Things have been particularly busy at the British Chamber over the last few months.

In common with most other organisations in Brussels, Covid-19 meant we had quickly transitioned to a digital working environment and have held many webinars in place of our normal in person events. We have also strengthening our external communications in order to give the Chamber a bigger public voice in the policy debates in Brussels.

However, we have been particularly focused on how Covid-19 and Brexit will affect businesses who trade in both the EU and the UK in the future.

The true economic effects of Covid-19 are likely to become apparent in the autumn, particularly if a second wave does emerge.

However we very much applauded the actions that the UK government, the Belgium government and the EU all took in order to keep businesses afloat. The support from all three for business has been unique and necessary. However this will not be enough, businesses also need governments to commit to business friendly legislation and remove some of the regulations which can, in the current circumstances strangle business growth.

We have also been positively surprised by the response from our membership to help fellow members in this time of need, and I’d like to thank our members for the comradery that’s been shown. Our members have offered free advice to other members, and have offered the opportunity for other members to join the various webinars that they hosted to support businesses.

Brexit and the negotiations over the future EU/UK trade deal remain at the forefront of the work of the chamber, with our Future Relations, EU, and BTI Committees closely tracking the progress of these negotiations closely.

Following the announcement that there will be no extension beyond the transition period between the EU and the UK it’s now clear that the UK will be leaving the current EU rules in January 2021. Businesses need to be fully aware of what this will mean, as even if a deal is agreed, there will be fundamental changes in cross channel trade, particularly for services and in terms of customs arrangements and market access.

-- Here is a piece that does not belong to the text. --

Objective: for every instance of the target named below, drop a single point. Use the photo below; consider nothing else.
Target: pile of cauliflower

The most likely scenario remains that a deal will be done before the end of the year, but this does not guarantee that it will be a substantial deal. There is a significant likelihood that the UK and EU will spend the next few years trying to build on whatever deal is agreed. Despite this, the next few months will be crucial and as a chamber we urge both sides to strive for as comprehensive a deal as possible. Whatever happens British businesses will remain embedded in Europe and will remain a significant part of the European economy.

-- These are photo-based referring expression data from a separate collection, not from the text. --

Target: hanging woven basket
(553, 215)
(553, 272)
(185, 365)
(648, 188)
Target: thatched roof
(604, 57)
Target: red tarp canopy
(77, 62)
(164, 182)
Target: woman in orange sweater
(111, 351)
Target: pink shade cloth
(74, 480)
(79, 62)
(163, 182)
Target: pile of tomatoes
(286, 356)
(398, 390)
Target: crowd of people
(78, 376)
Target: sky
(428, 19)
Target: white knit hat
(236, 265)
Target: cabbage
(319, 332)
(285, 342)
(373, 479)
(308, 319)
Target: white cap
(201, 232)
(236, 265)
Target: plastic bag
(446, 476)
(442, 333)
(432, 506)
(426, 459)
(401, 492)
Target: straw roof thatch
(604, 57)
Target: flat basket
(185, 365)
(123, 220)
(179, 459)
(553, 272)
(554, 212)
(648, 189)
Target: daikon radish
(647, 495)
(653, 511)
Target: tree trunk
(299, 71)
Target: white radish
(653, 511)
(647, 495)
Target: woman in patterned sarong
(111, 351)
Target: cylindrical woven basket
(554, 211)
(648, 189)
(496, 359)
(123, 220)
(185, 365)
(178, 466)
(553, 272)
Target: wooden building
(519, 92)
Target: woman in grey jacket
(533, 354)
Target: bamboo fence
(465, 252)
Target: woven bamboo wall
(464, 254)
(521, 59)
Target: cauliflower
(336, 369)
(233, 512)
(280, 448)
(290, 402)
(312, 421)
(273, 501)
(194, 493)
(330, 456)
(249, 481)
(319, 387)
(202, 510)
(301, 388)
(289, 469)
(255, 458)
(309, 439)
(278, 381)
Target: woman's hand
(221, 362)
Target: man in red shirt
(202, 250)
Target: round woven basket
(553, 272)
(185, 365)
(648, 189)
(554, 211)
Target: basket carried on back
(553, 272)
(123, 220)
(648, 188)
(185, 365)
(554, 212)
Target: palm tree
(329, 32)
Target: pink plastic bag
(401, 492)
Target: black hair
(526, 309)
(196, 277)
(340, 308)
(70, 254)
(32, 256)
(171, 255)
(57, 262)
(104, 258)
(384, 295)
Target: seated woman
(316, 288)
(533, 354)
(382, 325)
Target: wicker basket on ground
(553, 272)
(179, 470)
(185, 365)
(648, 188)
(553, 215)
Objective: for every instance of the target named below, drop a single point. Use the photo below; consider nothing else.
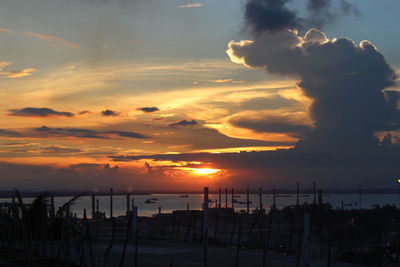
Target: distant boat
(151, 200)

The last few weeks have also been dominated by the fallout from the shocking events that led to the death of George Floyd in Minneapolis. These events graphically demonstrate once again what happens when discrimination stays unchallenged. The lessons are clear for any organisation, be it a business, a trade association or entire countries.

At the chamber we launched a Diversity and Inclusion working group earlier this year to look at exactly these issues. The Chamber is and remains committed to fighting racism and discrimination in all forms. We are hoping that in the near future we will speak with MEP Pierrette Hezberger-Fofana, who was recently a victim of what appears to be racially motivated incident with police in Brussels at Gare du Nord, about the mistreatment that she and many others face on a daily basis in Europe.

The last few months have been testing, both economically and socially, however we can tentatively hope that we are now through the worst and we can all dream of a brighter future. Both Belgium and the UK are easing out of the lockdown measures caused by Covid-19 and provided that there is no second wave, businesses can hope for some sort of return to normality. In addition, there are some positive signs that UK-EU relationship could be finalised soon. Through whatever comes, the British Chamber will continue to be a resource for both British and European businesses and associations in Brussels, and will comment on what is happening in the global political sphere in a tone that is pro-business and pro-equality.